We each confronted the layoffs in our own way. No question it’s a highly emotional time that forces you, like it or not, to question your path and even your professional value. But from the moment I left the building, I resolved that this was going to be the best thing that ever happened in my career.

There I was at 52, and for the first time since going off to college this was an opportunity to take a step back, to look around, to evaluate, and ask myself, “What do you really want to do?” My career decision had been made by a 19 year old. Was he right?

With all of my experience and all the hard work I’d put forward over all that time, how did I want to leverage that for my future? I accepted that changing direction was probably not the easiest choice here but the prospect of new challenges was exhilarating. I wanted to move ahead and move on. I could see that the reward in testing myself.

I started by using my business reporting experience and working for three years in wealth management. With that under my belt, I shifted to focusing more on the public relations aspects of the financial sector. Two years ago this summer, I joined PwC in the role I’m in today.

And here’s what struck me: It wasn’t so much about changing careers, but re-inventing myself.

It’s surprising how much the skills employed telling stories in newsrooms over the years are applicable to the business environment of today. In many ways, I’ve just traded one newsroom for another. As I work today helping PwC partners and other executives tell the stories of their products and services, it’s very similar to working with the anchors and correspondents from my previous career. In the end, it’s about telling stories in accessible ways and working in a collaborative environment, building relationships and making connections.

Within PwC, I’ve found a community of highly talented individuals ready to share and learn. I work with a number of people where we have a dual-direction-mentor relationship. I’m pretty adept at social media but not a resident expert, so I will turn to my junior colleagues for some of the intricacies. And I’d like to think I’ve become a valuable mentoring resource for those same junior colleagues, as they figure out how to balance work and life and adjust and thrive within a corporate work environment. We all learn from each other.
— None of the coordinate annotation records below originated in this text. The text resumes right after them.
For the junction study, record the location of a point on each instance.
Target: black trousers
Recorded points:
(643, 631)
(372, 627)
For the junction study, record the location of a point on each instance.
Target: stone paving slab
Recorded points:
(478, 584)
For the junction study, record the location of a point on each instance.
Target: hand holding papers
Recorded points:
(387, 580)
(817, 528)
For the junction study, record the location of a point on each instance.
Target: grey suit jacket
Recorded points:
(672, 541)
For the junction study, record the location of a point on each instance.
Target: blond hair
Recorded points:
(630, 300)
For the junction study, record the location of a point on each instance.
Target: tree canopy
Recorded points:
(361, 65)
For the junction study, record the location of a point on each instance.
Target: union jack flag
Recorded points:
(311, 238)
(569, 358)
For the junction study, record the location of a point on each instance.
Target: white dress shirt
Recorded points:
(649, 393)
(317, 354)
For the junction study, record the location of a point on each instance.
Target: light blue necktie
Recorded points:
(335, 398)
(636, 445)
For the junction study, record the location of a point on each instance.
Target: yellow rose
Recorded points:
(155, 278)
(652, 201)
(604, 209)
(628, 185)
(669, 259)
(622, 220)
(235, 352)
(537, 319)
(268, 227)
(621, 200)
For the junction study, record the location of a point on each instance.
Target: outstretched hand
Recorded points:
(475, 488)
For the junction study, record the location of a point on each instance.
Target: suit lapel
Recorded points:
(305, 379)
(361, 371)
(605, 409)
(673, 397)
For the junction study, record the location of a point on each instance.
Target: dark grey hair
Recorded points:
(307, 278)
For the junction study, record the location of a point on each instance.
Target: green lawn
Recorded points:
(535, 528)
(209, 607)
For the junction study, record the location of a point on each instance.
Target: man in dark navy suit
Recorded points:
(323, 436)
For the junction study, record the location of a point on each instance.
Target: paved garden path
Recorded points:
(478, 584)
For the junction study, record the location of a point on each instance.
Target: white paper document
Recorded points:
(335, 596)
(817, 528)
And we’re all there for each other: When the company realized my son was acting in an off-Broadway play, a group was organized to attend, all gathering for dinner beforehand. It was remarkable.

Today, I am the sum total of my experiences and expertise as applied. I wake each day excited about the challenges my work offers me, the contributions I can make, and validated for my choices since reinventing my career.

While most people refer to themselves professionally as a noun, I like to describe myself as a verb. An action more than a thing. Execution over title. For my part, when it comes to PwC, I’m a verb probably combined with an adverb for emphasis. I love helping my colleagues tell stories about what we do here. And while I’m much further from the broadcast newsroom than I thought I’d ever be, my career at PwC is rewarding in as much as what I contribute as I get in return.

Edward Caldwell is a public relations director at PwC. In a previous work lifetime, he was a producer at both Bloomberg Television and CNBC.